Complete step by step answer:
We know that the general linear equation is given by $ax+by+c=0$ where $a,b,c$are real numbers and $a\ne 0,b\ne 0$We need at least two equations to find a unique solution. If ${{a}_{1}}x+{{b}_{1}}y+{{c}_{1}}=0,{{a}_{2}}x+{{b}_{2}}y+{{c}_{2}}=0$ be two linear equations then we can oblation unique solution only when ratio between coefficients of variables is not equal that is
\[\dfrac{{{a}_{1}}}{{{a}_{2}}}\ne \dfrac{{{b}_{1}}}{{{b}_{2}}}\]
 We get no solution if the ratio between coefficients of variables is equal but not equal to ratio between constants that is
\[\dfrac{{{a}_{1}}}{{{a}_{2}}}=\dfrac{{{b}_{1}}}{{{b}_{2}}}\ne \dfrac{{{c}_{1}}}{{{c}_{2}}}\]
We get infinite solutions if the ratio between coefficients of variables is equal to ratio between constants that is
\[\dfrac{{{a}_{1}}}{{{a}_{2}}}=\dfrac{{{b}_{1}}}{{{b}_{2}}}=\dfrac{{{c}_{1}}}{{{c}_{2}}}\]

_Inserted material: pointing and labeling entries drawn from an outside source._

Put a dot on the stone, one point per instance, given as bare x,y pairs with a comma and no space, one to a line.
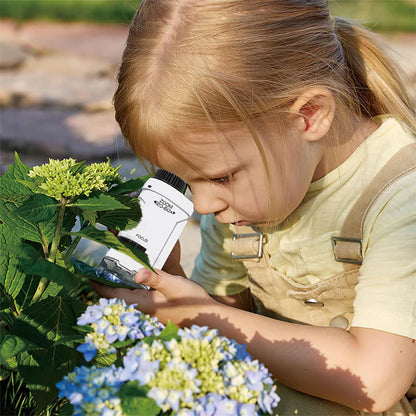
12,55
60,133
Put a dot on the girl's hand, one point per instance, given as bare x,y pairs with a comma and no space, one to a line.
172,264
175,298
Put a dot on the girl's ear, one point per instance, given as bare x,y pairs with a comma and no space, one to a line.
313,112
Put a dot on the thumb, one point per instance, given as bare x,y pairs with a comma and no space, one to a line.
161,281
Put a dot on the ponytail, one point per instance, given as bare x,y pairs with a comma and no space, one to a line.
377,83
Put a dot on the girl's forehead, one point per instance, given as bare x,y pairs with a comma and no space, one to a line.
206,153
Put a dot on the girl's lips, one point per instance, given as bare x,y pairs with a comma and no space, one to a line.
241,223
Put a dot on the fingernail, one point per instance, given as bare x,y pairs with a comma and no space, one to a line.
142,276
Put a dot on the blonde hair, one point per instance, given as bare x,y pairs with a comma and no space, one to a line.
192,64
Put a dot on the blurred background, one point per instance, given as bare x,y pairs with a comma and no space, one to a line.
58,65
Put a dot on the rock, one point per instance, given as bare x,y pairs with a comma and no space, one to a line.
60,133
62,80
12,55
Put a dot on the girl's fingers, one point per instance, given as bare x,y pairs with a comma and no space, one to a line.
171,287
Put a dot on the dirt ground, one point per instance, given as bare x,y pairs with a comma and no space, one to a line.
56,87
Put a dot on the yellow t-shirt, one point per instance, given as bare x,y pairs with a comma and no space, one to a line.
300,247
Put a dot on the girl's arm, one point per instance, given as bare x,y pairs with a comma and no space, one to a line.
362,368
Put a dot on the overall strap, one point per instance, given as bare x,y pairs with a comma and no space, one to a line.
347,247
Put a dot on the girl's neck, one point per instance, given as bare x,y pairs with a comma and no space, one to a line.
335,154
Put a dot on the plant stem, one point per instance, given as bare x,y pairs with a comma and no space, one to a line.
71,249
43,284
57,237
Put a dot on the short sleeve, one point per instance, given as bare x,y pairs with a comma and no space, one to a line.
386,292
214,268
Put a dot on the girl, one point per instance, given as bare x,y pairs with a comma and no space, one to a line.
296,137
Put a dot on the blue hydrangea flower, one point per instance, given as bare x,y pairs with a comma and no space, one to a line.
199,373
92,390
113,320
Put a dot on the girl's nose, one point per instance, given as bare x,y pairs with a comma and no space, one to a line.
206,201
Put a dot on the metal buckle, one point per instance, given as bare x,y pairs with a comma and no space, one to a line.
249,256
335,240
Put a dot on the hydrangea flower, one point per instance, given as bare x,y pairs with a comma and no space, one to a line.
92,390
196,373
63,178
112,320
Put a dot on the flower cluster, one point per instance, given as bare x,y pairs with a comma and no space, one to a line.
188,372
67,178
112,320
92,390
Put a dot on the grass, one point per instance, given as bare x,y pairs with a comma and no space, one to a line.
99,11
378,15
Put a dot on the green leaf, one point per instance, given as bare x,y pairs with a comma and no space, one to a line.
66,410
110,240
101,202
37,208
4,374
90,216
70,340
134,400
44,323
12,345
129,186
102,359
84,328
47,320
13,191
82,269
12,277
32,262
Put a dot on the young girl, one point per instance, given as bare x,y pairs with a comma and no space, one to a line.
296,137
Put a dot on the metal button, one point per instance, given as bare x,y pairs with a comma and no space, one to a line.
313,302
339,322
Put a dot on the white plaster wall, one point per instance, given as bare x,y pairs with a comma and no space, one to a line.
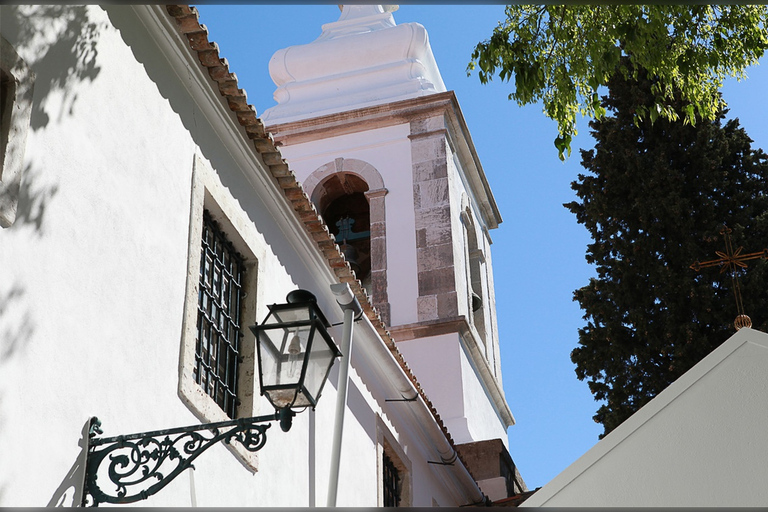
463,402
92,285
701,442
388,150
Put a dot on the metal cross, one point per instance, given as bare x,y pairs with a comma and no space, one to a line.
731,260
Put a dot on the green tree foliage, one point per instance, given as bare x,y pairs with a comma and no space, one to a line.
561,54
654,200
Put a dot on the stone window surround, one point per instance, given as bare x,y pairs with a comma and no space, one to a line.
475,275
208,193
375,195
15,123
386,443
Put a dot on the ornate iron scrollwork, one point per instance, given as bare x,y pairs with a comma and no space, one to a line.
139,465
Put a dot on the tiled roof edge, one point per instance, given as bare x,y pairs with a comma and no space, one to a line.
188,22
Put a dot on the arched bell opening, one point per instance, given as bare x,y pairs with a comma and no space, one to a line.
345,209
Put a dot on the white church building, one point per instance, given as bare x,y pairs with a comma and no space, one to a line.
149,217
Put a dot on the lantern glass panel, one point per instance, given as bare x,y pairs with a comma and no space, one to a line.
321,357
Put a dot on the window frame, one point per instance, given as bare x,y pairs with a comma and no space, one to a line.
208,193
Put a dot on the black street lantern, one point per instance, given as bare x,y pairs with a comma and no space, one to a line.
295,355
295,352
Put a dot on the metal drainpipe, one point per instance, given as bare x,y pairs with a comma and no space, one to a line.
348,302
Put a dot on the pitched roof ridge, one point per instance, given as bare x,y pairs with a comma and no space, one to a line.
188,22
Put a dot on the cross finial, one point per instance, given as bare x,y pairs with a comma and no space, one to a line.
731,260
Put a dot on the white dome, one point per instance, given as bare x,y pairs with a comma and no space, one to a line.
363,59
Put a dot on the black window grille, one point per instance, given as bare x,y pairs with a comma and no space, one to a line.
217,348
391,483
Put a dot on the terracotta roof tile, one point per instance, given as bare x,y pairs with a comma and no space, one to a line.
187,20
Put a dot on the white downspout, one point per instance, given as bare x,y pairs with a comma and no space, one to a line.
348,302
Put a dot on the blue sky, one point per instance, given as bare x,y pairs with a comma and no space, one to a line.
538,251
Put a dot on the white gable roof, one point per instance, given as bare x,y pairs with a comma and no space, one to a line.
703,441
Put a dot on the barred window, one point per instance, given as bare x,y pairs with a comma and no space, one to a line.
217,347
391,477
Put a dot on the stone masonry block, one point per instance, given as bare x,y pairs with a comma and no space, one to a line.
378,253
421,237
433,193
376,208
435,257
434,282
379,285
378,229
426,125
429,148
427,308
447,305
429,170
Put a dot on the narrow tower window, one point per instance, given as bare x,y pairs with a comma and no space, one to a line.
217,348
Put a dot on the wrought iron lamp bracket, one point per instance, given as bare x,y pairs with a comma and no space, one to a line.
142,464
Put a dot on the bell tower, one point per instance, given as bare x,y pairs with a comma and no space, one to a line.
382,149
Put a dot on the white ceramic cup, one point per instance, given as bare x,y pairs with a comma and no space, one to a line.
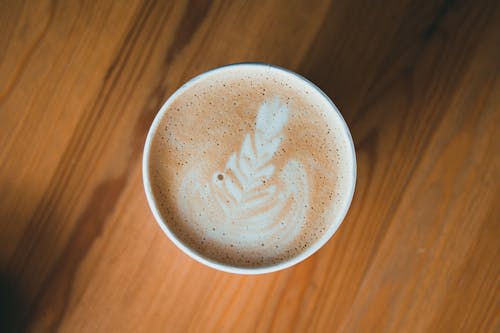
207,261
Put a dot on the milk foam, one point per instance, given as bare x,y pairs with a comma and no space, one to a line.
251,166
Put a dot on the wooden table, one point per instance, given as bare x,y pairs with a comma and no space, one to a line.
417,81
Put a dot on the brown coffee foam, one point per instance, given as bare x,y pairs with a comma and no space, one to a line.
207,122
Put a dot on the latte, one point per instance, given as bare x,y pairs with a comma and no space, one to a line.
250,165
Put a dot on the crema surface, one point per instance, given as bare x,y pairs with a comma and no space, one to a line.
250,165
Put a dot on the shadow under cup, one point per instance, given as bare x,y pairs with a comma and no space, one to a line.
183,239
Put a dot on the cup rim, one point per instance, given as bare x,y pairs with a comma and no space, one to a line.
210,262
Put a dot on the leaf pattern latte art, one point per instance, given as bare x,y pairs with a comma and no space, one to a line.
249,203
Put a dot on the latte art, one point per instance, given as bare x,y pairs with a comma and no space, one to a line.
249,204
249,166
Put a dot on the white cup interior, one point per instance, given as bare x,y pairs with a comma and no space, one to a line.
207,261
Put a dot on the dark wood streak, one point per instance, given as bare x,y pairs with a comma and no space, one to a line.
53,302
18,72
194,15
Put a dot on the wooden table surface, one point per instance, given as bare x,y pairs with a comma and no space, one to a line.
417,81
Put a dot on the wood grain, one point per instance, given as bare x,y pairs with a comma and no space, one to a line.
417,81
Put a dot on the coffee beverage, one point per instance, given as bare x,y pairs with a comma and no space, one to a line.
250,165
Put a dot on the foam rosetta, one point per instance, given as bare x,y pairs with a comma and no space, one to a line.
250,165
247,204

We are given the following linear equations in standard form in the question
\[\begin{align}
  & 2x-y=4.....\left( 1 \right) \\
 & 4x-2y=8.....\left( 2 \right) \\
\end{align}\]
We write the above two equations in general form to have;
\[\begin{align}
  & 2x-y-4=0 \\
 & 4x-2y-8=0 \\
\end{align}\]
We find the ratio of coefficients of $x$ as $\dfrac{{{a}_{1}}}{{{a}_{2}}}=\dfrac{2}{4}=\dfrac{1}{2}$ . We find the ratio of coefficients of $y$ as $\dfrac{{{b}_{1}}}{{{b}_{2}}}=\dfrac{-1}{-2}=\dfrac{1}{2}$. We find the ratio of constants$\dfrac{{{c}_{1}}}{{{c}_{2}}}=\dfrac{-4}{-8}=\dfrac{1}{2}$. So we have
 \[\dfrac{{{a}_{1}}}{{{a}_{2}}}=\dfrac{{{b}_{1}}}{{{b}_{2}}}=\dfrac{{{c}_{1}}}{{{c}_{2}}}=\dfrac{1}{2}\]
So there will be infinite solutions for the given pair of equations.

Note: We can take $x=t$ and put $x=t$ in the equation $2x-y=4$ to have $y=4+2t$ so for every real value of $t$ we get a solution. Similarly we put $x=t$ in $4x-2y=8$ to have $y=4+2t$ . We know that every linear equation is a line in the plane and we get infinite solutions when the lines corresponding to the two equations coincide. So we can represent every point on the line as a solution in the form$\left( t,4+2t \right)$.